Monday, July 15, 2013

Correcting a left handed mistake - tutorial

Clothesline Carry-All

Mini-Tutorial & Error Correction!

     Today I would like to share some a-ha moments I had when creating the Clothesline Carry-All tote using the pattern from Indygo Junction.  Many of you may not know that I am left handed...many days I forget it myself as I can rotary cut as well as demo many things right-handed.  Well today was not one of those days.  This past Saturday we had a class on this bag in the shop taught by one of our instructors.  Many times when I am not the instructor, I do not really read the pattern (no surprises there!).

     As the class progressed, I realized I really had to make one of these bags, so I drifted in an out of the classroom thinking I had gotten most of the info and shouldn't really even need the pattern.....NOT!

     Now, I will tell you that I heard Rae mention the phrase "to the right" multiple times.  It did not compute.  This is my mini-tutorial as well as error correction so that you know all is never lost and the end result looks simply fabulous.

     The basic premise of this bag construction is wrapping your strips of fabric around clothesline and zig zag stitching "in the round".  The wrap on this is a little different than the bags and bowls you have seen in the past..you are simply folding the fabric around the cording instead of wrapping around and around (which leaves frayed raggedy edges).  This is a much cleaner and easier version!

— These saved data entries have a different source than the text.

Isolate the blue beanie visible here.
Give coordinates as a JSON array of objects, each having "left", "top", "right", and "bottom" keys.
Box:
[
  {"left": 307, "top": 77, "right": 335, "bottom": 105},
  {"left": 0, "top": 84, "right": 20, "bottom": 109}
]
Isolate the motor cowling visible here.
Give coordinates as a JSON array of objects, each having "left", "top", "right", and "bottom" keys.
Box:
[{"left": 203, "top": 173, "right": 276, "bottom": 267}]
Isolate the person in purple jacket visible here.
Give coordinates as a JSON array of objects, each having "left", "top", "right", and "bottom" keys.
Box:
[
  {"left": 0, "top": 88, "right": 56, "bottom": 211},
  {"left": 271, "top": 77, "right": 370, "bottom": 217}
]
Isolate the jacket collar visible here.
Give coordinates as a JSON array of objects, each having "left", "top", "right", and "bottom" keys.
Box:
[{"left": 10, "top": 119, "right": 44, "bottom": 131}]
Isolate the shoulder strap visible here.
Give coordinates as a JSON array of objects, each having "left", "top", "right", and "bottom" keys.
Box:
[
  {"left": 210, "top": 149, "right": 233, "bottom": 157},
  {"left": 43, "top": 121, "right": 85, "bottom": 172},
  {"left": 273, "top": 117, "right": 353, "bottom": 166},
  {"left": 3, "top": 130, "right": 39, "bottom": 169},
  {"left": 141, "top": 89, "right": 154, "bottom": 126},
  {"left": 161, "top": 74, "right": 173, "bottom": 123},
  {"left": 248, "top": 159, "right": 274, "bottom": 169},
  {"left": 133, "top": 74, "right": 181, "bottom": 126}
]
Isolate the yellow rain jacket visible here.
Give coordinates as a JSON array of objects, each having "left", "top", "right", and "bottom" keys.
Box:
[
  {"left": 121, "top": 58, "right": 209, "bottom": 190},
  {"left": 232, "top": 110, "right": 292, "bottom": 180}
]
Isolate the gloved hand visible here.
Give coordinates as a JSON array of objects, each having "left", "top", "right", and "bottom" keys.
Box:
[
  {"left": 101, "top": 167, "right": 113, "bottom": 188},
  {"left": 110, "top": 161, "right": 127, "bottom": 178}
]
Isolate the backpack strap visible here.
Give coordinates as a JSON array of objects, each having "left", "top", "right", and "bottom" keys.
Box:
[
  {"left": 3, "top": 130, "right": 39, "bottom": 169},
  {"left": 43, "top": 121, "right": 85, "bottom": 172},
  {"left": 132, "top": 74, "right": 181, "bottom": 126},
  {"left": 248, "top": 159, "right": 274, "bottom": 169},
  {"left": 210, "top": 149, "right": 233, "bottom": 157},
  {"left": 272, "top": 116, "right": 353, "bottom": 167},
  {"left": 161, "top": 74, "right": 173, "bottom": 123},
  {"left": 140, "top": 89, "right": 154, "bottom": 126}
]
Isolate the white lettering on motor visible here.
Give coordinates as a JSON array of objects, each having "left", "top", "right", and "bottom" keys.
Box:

So this is where I was when I realized exactly what "to the right" meant.  Can you see the problem yet??  The problem is the fact that as I am turning and adding the clothesline, my work is turning toward the inside of my machine.  This will not work for much longer!  Your first thought would be to simply turn it over and keep going; however, that won't work because the underside of the piece is where all the raw edges live.  What you are looking at becomes the outside of your bag.  The correction came to me at about 2 am (as all great ideas do)...so here goes....

      First cut your clothesline approx. 1" in from the end of the strip.  Fold it over the clothesline and continue sewing, tucking the end of the strip (without the clothesline in it) under the work to finish off)

      Take your next strip, start the clothesline approx 1" down from the edge of the strip.  Fold it over.

     Turn your work to the opposite side of your presser foot, beginning at the other end of the oval.  You don't want to have where you finished and where you started in the same spot...this may throw off the balance of the bag.  Tuck the raw edge to the underside of the bag base and begin your zig zag stitching.  NOW you may continue to work through the pattern as though there were never a problem!

     As the bag progresses, you can now see why it was so important to be working "TO THE RIGHT"!  

      My finished bag and lining shot.  Tomorrow I will go over how to construct the lining.  Every bag turns out slightly different so you need to make your own pattern.  I will go over some of the basic principles.

     Indygo Junction pattern & jelly roll Simply Style by V and Co for Moda.   Love, Love Love!